Regarding 3, existence of two-factor products is the same as existence of finite products. $G_1\times \ldots \times G_n\cong (\ldots(G_1\times G_2)\times \ldots )\times G_n$ canonically. (The diagrams already use three-factor product $(G\times G)\times G$, in the form of repeated two-factor products, and the canonical isomorphism with $G\times(G\times G)$). –  Hagen von Eitzen Apr 7 at 6:39
    
Regarding 1, whhat do you mean with $e(1)$? This need not be a concrete category. –  Hagen von Eitzen Apr 7 at 6:39
    
@HagenvonEitzen I'm sorry, I meant this in the category of groups, is that true that $e(1)$ is the identity in this category? –  user42912 Apr 7 at 8:45

3 Answers 3

  1. What do you mean by "$e(1)$"? The identity in your group is the morphism $e$ itself.

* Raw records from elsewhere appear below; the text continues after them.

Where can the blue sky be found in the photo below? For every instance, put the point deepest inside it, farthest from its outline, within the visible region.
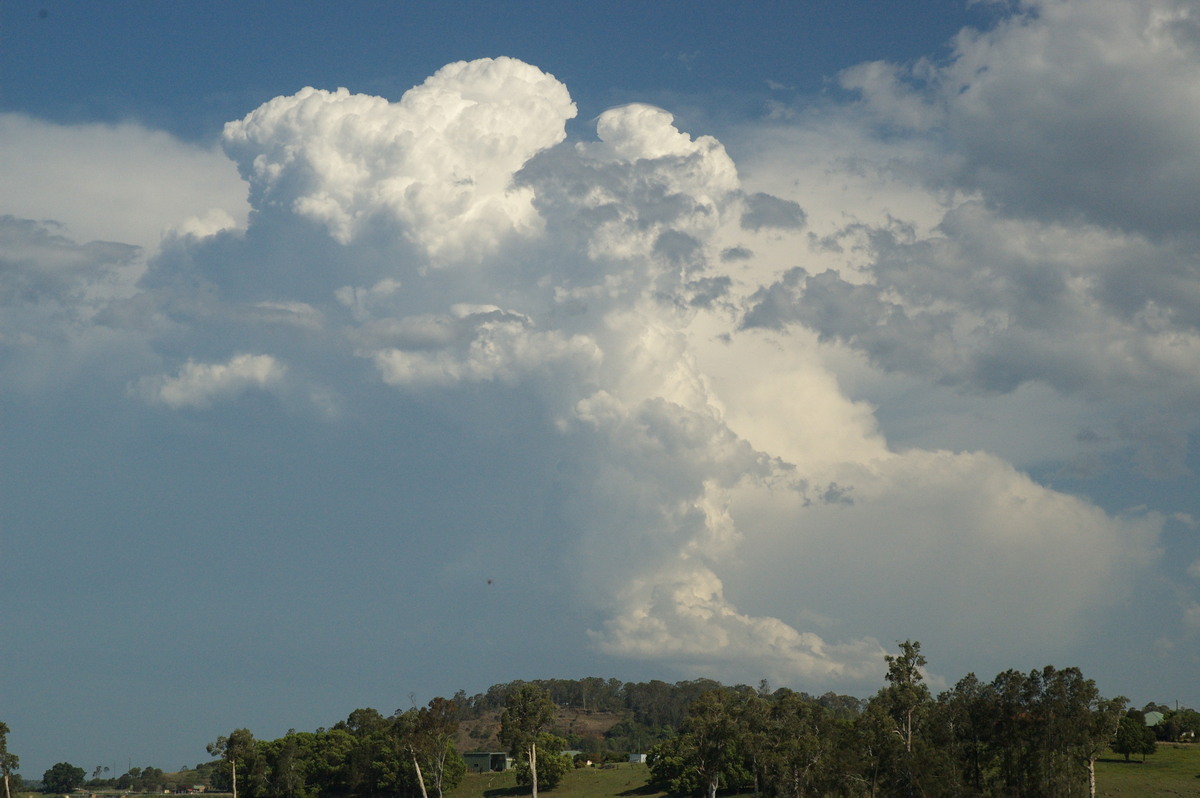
(355, 355)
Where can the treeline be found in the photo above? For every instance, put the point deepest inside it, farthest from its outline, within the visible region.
(1036, 733)
(1021, 735)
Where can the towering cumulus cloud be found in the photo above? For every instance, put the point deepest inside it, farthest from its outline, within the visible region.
(661, 363)
(439, 162)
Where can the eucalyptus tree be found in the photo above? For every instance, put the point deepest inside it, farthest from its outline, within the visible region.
(238, 745)
(9, 762)
(527, 712)
(427, 736)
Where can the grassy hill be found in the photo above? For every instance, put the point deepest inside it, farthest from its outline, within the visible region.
(624, 780)
(483, 733)
(1174, 771)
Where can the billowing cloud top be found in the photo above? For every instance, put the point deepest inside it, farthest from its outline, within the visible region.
(439, 163)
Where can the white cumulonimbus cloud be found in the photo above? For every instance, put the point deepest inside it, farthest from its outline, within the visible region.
(681, 336)
(439, 162)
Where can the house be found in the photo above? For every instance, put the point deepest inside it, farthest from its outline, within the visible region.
(487, 761)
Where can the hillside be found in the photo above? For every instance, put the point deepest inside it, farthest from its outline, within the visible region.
(483, 733)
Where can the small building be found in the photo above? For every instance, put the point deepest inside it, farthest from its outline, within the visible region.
(487, 761)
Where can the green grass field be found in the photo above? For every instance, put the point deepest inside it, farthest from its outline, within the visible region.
(627, 780)
(1173, 771)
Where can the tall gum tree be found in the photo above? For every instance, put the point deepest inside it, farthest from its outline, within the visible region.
(9, 762)
(528, 711)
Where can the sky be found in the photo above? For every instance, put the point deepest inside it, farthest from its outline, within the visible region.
(355, 354)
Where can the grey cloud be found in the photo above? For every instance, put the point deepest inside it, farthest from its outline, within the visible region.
(767, 211)
(1065, 111)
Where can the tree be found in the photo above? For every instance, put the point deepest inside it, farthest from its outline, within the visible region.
(527, 712)
(1134, 737)
(712, 725)
(429, 735)
(63, 778)
(894, 718)
(1102, 727)
(9, 762)
(238, 745)
(552, 763)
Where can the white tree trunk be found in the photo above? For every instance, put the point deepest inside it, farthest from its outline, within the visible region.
(420, 779)
(533, 767)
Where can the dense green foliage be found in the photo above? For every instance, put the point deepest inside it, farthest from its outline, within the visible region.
(364, 756)
(1035, 735)
(63, 777)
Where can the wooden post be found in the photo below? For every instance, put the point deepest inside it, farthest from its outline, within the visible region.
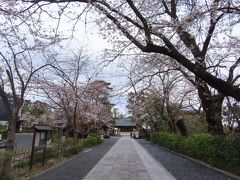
(44, 150)
(33, 149)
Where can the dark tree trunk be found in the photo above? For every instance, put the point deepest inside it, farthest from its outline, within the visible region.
(6, 173)
(212, 107)
(181, 127)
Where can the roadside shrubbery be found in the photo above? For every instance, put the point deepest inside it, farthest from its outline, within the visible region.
(92, 140)
(219, 151)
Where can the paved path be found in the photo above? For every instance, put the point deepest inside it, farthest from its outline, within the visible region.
(78, 168)
(179, 167)
(127, 160)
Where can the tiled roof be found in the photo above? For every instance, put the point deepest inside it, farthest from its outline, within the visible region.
(124, 122)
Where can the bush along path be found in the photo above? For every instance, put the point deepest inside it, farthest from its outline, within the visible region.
(219, 151)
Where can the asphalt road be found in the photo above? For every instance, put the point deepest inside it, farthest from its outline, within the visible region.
(181, 168)
(78, 167)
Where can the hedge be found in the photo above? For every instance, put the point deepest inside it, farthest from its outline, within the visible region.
(219, 151)
(92, 140)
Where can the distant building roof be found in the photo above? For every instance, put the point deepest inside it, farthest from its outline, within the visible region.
(124, 122)
(42, 128)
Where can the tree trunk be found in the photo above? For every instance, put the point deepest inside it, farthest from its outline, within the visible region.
(212, 107)
(6, 173)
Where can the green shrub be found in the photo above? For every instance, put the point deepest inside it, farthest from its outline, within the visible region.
(219, 151)
(92, 140)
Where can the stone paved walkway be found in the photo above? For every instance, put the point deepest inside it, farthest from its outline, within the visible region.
(127, 160)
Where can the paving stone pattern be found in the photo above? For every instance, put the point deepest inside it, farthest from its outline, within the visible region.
(122, 162)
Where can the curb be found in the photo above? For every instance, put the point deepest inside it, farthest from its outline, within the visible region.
(200, 162)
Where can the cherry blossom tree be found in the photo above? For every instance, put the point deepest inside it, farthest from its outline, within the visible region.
(190, 32)
(161, 96)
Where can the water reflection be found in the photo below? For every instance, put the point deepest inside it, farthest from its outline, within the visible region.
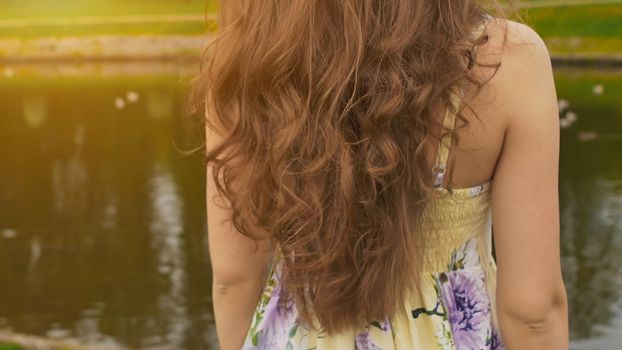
(591, 204)
(102, 221)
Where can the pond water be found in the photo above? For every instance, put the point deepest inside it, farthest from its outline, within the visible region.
(102, 224)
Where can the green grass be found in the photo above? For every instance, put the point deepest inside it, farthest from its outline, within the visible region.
(581, 29)
(11, 9)
(35, 10)
(11, 346)
(585, 29)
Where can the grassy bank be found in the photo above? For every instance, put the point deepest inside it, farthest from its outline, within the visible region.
(571, 28)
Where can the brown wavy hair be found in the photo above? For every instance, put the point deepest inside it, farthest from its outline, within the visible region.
(325, 110)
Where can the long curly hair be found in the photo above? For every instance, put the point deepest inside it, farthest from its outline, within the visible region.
(325, 111)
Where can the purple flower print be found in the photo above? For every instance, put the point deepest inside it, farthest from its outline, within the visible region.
(495, 341)
(363, 342)
(468, 307)
(277, 324)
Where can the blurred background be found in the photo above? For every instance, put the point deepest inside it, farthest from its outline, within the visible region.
(102, 218)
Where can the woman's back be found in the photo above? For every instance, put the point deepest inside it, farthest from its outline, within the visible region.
(498, 178)
(454, 307)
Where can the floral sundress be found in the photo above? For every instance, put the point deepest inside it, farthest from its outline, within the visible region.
(455, 306)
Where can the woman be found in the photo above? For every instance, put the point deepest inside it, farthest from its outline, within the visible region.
(359, 153)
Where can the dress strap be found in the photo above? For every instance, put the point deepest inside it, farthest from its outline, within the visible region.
(442, 154)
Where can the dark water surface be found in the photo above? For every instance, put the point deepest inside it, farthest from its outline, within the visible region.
(102, 225)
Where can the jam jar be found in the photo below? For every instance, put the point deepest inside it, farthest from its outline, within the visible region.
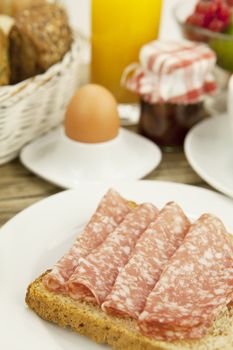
(172, 80)
(167, 124)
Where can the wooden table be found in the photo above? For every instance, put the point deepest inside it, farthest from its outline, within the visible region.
(19, 188)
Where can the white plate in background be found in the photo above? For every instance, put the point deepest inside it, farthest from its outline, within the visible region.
(209, 150)
(66, 163)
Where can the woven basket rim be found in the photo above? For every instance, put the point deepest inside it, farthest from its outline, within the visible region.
(40, 79)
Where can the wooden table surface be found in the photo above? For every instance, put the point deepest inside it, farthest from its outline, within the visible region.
(19, 188)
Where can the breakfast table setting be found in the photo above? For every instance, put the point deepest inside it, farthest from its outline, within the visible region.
(116, 174)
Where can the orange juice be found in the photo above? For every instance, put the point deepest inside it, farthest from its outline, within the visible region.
(119, 29)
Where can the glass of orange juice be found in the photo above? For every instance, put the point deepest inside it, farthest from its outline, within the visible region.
(119, 29)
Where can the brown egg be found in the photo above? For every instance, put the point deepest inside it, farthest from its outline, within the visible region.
(92, 115)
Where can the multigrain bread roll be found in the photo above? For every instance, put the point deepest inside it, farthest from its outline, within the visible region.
(4, 64)
(12, 7)
(40, 38)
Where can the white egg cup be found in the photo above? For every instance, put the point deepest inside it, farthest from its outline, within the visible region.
(65, 162)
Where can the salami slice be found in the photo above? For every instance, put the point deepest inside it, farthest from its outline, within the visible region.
(96, 274)
(137, 279)
(109, 214)
(194, 287)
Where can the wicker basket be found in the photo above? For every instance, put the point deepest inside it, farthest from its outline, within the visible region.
(34, 106)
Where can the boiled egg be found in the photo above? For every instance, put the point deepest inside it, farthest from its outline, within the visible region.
(92, 115)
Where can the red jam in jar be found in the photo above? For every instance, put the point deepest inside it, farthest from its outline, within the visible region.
(167, 124)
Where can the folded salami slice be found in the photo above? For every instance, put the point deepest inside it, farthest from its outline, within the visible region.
(109, 214)
(194, 287)
(96, 274)
(153, 250)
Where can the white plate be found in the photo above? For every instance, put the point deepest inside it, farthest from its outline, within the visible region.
(66, 163)
(32, 241)
(209, 150)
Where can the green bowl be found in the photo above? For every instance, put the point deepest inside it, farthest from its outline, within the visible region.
(221, 43)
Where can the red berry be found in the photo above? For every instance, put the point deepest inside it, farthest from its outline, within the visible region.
(207, 7)
(223, 12)
(229, 2)
(196, 19)
(216, 25)
(211, 14)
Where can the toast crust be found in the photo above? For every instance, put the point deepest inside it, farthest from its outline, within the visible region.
(121, 334)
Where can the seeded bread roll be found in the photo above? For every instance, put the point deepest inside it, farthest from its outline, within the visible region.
(40, 38)
(4, 64)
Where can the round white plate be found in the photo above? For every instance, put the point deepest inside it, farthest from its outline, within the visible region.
(32, 242)
(66, 163)
(209, 150)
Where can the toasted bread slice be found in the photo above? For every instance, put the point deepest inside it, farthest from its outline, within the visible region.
(121, 334)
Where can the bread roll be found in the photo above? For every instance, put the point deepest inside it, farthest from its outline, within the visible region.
(39, 38)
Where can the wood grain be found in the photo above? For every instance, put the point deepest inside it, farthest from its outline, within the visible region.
(19, 188)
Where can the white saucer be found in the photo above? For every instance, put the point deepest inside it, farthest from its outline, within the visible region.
(66, 163)
(209, 150)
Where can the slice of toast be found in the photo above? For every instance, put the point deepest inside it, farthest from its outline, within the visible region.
(121, 334)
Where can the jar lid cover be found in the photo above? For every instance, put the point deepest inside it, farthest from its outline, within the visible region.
(175, 72)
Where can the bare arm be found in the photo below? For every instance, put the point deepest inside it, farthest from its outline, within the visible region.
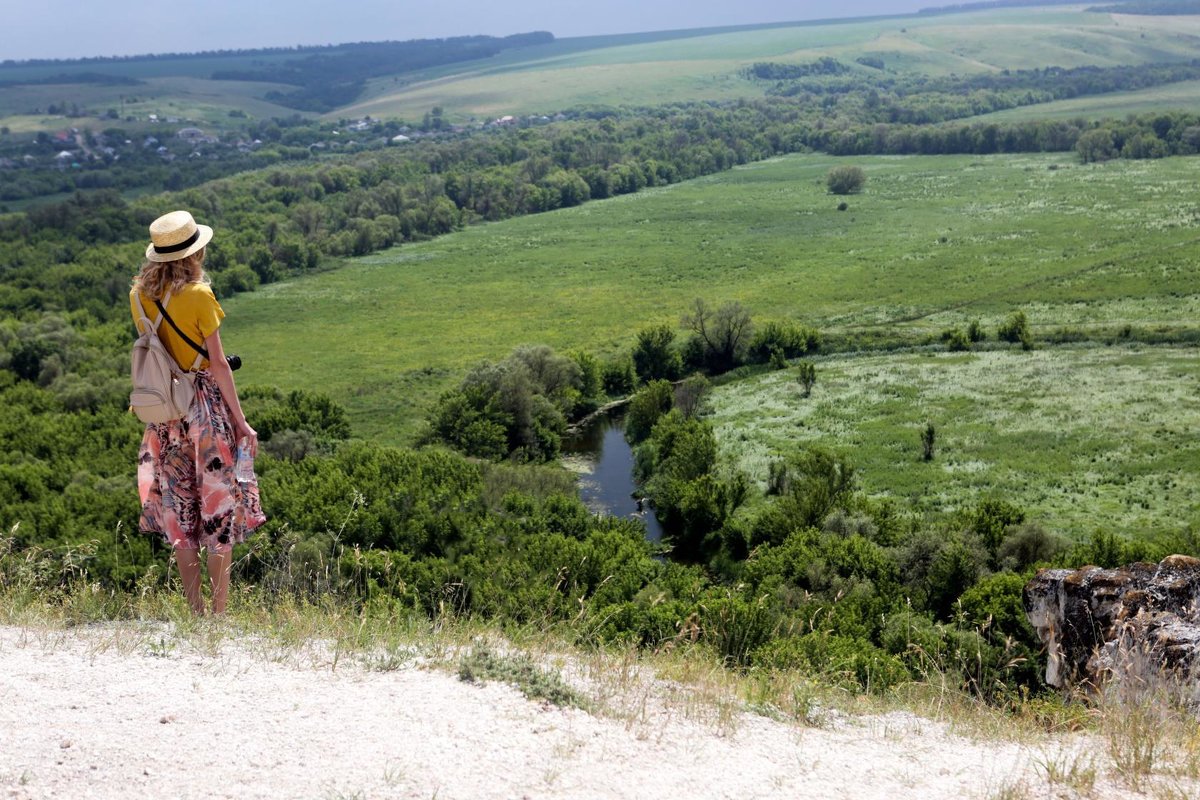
(223, 376)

  2. In any category $C$ with a terminal object $1$, a morphism $1 \to c$ for an object $c \in C$ is called a global point of $c$. In some, but not all, categories, this often gives a reasonable "underlying set" functor $\text{Hom}(1, -) : C \to \text{Set}$, although it may not be the obvious one: for example, if $C$ is the category $G\text{-Set}$ of $G$-sets for a group $G$, then a global point is a fixed point.

    So this is one reason you might not think it's totally crazy to ask that picking out a particular element should abstractly correspond to picking out a morphism from $1$. But there are at least two better reasons.

    First, $e$ should describe the outcome of taking the product of zero elements of $G$, and the domain of this operation should be the product of zero copies of $G$, which is the terminal object.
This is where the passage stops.